Abstract

Carpal tunnel syndrome is regarded as a “simple” compression neuropathy but the present debate regarding its aetiology and pathogenesis is complex. Both environmental and individual risk factors have been the focus of research and debate. In the environmental research arena occupational factors have been under most scrutiny, probably because the economic benefits for insurance organizations are a major issue. In this issue of the Journal of Hand Surgery there are four articles challenging our concept of the aetiology of, and risk factors for, carpal tunnel syndrome. Kamolz et al.’s study suggests that hand anthropometry is a risk factor for carpal tunnel syndrome. This is consistent with the probable biomechanical mechanisms of compression and provides a possible explanation for the high incidence of bilateral carpal tunnel syndrome.
The impact of individual risk factors is convincing and is endorsed by the large case-control study of Geoghegan et al. which has a data set of almost 17,000 individuals. They were able to verify and measure important risk factors, including rheumatoid arthritis and obesity.

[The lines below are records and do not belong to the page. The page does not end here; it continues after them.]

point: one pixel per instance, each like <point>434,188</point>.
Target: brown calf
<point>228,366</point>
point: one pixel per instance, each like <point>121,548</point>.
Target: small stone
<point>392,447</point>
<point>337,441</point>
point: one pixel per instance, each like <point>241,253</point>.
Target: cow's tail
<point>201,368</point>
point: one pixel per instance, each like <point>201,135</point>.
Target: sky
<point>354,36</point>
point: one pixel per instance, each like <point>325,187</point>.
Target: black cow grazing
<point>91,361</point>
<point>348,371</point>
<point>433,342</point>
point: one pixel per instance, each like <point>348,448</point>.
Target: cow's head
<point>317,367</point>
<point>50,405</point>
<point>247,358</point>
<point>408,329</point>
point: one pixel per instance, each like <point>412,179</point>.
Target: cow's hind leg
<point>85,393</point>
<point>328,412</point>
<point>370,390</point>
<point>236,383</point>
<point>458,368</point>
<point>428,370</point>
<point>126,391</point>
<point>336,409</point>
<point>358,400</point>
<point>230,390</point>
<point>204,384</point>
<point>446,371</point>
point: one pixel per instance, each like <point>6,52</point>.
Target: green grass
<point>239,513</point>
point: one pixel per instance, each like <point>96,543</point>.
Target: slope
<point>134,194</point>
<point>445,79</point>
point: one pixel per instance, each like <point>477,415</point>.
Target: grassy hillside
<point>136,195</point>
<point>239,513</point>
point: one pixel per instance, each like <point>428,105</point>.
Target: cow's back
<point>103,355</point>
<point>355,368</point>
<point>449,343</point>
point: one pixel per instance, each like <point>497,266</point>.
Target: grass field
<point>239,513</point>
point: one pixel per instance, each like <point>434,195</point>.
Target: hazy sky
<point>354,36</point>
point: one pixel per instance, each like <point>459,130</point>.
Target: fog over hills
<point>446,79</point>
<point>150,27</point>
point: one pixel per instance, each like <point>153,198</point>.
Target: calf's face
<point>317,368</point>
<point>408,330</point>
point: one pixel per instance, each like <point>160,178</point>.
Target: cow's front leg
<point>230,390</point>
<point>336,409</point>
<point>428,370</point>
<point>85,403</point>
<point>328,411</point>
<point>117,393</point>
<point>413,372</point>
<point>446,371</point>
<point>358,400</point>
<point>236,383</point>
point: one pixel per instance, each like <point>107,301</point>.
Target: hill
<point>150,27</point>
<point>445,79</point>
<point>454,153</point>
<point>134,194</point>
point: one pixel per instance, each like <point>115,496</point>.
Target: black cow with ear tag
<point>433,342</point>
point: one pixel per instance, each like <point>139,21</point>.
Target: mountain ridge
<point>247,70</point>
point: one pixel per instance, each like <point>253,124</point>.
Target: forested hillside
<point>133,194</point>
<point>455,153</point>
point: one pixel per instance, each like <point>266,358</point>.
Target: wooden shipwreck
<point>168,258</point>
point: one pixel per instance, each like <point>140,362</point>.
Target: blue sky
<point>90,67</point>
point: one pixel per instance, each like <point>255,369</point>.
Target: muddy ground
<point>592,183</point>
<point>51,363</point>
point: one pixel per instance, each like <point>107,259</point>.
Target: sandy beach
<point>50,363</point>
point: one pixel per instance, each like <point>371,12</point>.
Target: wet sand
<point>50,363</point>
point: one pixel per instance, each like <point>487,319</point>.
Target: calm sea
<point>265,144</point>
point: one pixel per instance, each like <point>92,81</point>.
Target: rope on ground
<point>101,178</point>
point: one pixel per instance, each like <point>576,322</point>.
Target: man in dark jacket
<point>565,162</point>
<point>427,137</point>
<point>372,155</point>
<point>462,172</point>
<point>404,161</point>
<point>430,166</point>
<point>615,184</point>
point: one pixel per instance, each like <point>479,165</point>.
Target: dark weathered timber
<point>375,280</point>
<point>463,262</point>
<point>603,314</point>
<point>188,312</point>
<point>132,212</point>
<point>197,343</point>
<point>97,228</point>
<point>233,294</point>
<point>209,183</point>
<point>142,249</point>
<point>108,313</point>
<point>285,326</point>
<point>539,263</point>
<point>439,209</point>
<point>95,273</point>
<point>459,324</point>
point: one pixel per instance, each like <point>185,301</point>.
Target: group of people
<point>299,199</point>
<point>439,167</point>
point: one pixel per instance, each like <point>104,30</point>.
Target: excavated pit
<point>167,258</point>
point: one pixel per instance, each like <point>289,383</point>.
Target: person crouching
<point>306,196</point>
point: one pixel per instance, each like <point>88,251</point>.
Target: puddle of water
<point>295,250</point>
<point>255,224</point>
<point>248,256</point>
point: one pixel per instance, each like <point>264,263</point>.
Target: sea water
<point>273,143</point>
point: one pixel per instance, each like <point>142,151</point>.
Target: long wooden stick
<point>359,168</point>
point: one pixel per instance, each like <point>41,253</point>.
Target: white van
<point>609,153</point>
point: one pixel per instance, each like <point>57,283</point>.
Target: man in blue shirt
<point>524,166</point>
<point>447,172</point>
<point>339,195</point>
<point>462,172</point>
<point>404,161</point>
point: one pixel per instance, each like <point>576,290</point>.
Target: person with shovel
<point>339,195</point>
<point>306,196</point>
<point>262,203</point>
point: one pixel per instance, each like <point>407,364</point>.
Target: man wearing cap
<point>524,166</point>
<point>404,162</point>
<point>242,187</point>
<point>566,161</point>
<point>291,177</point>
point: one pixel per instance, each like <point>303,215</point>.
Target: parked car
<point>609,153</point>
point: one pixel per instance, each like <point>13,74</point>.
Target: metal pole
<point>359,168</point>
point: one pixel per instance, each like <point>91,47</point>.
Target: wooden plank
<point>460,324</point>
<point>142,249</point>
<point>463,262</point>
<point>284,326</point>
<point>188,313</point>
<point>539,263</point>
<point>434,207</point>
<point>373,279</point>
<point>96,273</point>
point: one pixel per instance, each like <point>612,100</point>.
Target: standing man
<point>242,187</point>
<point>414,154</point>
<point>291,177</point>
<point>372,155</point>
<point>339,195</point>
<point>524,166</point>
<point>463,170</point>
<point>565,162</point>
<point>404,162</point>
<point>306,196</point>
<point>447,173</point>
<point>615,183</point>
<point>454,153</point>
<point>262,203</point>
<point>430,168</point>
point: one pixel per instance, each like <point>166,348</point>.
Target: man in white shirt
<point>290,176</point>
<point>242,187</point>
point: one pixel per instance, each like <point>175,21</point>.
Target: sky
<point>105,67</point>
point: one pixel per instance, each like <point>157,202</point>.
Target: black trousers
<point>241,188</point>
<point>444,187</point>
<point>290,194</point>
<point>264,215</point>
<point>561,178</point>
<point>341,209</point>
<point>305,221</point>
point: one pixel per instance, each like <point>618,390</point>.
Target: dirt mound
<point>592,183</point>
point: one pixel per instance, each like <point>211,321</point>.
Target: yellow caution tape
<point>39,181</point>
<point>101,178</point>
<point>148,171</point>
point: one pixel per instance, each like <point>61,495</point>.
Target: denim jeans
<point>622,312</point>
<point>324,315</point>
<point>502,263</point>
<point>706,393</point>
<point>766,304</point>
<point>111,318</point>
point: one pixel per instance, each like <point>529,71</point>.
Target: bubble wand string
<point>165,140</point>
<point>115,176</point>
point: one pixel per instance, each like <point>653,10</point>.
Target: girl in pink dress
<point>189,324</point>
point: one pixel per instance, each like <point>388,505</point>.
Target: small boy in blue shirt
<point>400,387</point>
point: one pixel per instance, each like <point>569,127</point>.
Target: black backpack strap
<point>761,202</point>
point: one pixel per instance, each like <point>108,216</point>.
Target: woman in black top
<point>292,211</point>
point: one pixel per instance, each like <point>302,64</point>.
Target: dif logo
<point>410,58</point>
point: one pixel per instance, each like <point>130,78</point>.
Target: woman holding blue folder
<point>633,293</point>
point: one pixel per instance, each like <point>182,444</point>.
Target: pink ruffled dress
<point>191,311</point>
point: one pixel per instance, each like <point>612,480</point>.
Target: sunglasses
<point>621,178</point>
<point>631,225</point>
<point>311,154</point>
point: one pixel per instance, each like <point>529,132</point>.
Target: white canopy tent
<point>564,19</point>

However, they could not confirm the previous reports that smoking was a risk factor for carpal tunnel syndrome: the odds ratio of 1.03 for smoking as a risk factor for carpal tunnel syndrome in this large case-control study implies a negative relationship. A negative finding must be distinguished from a non-positive finding as it indicates that there is no relationship between a risk factor and an outcome. By contrast, a non-positive study (usually a small study) does not demonstrate that there is no relationship between a risk factor and an outcome. Non-positive relationships were found for work practices and histopathological changes in the tenosynovium in carpal tunnel syndrome among men in the study by Pickering et al. Innovative and promising objective exposure indicators such as callosities and ingrained dirt in the hands were used and related to the histopathological findings. Power problems (few patients) may explain why no significant relationship between manual exposure and fibrous thickening of the tenosynovium was found. Dias et al. found that the job title of women of working age was not a risk factor for either the incidence or aggravation of carpal tunnel syndrome. Although a non-positive study, it emphasises that there is probably no occupation for women that is a risk factor for carpal tunnel syndrome, but it does not exclude the possibility of occupational risk factors within an occupation (Rossignol et al., 1997). Thus the study demonstrates that it is important for the practising surgeon to obtain an occupational history, and not just record job title when investigating possible occupational causation/aggravation. Work tasks have to be specified and assessed by their intensity, duration and repetition (Hagberg, 2002). Such detailed exposure assessments to suggest that reducing the duration, frequency or intensity of exposure to forceful repetitive work, extreme wrist postures and vibration is likely to result in a reduction in the incidence or severity of carpal tunnel syndrome in working populations (Viikari-Juntura and Silverstein (1999)).
Attempts to balance the skewed publication of only positive findings (statistically significant) must be supported in order to improve science. The publication of non-positive findings in this issue shows the scientific excellence of the Journal of Hand Surgery.